Since a Tarlov cyst can be as debilitating as a chronic neurological disorder like MS, maybe one way to deal with it might be to take a page out of the MS book. People with MS who are caught with it in the middle of active, still-young lives have to face putting an end to activities they depend on for self-support (their entire careers, often) and for relaxation (sports).

Usually the process of giving these up or modifying them is a slow, gradual one but unfortunately it often has to happen.

People who are involved in physically demanding activities may be the hardest hit by MS. A person like me is luckier: With a fairly sedentary lifestyle to begin with, often all I had to do was slow down my usual activities or do them in a very limited way (half an hour at a time, then rest, for instance).

Even so, when I look back over 40 years with MS, I realize that there are many things I did regularly as a younger person but no longer can do: choral singing, playing the piano, cooking, most walking, most social occasions, all travel, knitting, needlepoint, quilting, reading print material for any length of time, even sitting in most chairs is out of the question. (I have a wheelchair that I use for all sitting, and it has a special inflatable cushion. It took years of trial and error just to find a way I could sit without pain.)
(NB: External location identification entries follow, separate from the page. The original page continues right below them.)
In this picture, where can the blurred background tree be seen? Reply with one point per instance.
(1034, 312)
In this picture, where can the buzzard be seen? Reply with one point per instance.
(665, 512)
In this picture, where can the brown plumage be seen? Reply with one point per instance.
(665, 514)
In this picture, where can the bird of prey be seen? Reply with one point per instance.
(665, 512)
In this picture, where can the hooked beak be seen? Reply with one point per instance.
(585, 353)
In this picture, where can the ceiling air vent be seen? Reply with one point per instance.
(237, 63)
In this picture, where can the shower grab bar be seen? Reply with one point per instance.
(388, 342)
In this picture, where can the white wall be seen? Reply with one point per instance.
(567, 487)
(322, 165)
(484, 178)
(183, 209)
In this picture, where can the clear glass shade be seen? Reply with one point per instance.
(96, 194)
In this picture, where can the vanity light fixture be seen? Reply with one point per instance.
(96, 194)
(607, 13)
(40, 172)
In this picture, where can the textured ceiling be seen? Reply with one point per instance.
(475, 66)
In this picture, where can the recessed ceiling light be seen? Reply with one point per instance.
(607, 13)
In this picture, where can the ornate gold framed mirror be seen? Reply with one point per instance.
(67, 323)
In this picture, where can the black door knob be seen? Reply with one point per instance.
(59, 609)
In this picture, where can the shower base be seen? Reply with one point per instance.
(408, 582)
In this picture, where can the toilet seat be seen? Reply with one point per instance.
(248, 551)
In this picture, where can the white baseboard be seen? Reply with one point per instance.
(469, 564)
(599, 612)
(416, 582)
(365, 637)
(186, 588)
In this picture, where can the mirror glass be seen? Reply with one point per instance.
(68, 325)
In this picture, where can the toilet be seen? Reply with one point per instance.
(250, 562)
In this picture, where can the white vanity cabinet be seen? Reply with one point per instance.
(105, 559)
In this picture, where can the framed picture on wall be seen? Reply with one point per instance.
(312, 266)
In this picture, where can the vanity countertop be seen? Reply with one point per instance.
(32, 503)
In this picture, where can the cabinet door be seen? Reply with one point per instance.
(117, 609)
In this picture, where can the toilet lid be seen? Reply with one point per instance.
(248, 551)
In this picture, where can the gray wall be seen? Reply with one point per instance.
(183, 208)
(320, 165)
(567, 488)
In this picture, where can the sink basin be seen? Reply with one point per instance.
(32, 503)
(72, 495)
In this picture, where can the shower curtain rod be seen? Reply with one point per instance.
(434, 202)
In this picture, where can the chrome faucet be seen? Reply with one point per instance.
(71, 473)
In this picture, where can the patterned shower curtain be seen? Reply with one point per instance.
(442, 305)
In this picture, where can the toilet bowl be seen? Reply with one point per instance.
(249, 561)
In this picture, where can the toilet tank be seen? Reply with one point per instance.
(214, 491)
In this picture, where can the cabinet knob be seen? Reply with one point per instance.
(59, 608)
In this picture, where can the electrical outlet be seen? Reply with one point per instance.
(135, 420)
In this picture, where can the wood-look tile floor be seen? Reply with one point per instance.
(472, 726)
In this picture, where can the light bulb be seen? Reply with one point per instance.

That list of things I no longer do might be depressing but I've found workarounds that are OK, and I just try not to think about the things I might have done. That kind of thinking isn't helpful for me.

I gave up my piano in 1981. There is a publicly available piano in this building, and about 8 years ago I tried to play it, realized I couldn't, and gave away most of my sheet music. Sometimes I hear a neighbor who is older than I am playing away on that piano, and I don't think about how I might have been able to do that if I didn't have MS. I look at all of the things I can still do--and think often of the many people I know who aren't nearly as lucky as I am.

I don't know of anything I can say that will ease your mind about the Tarlov cyst except to hope that it won't cause you to be miserable and that you'll have the care and attention you need to keep your life as comfortable as possible.

You may be able to find a way to do a modified form of bowling and the other activities you like. Modern technology keeps coming up with new ideas. That might seem like not much of an alternative but I've found some amazing solutions just by looking around for them.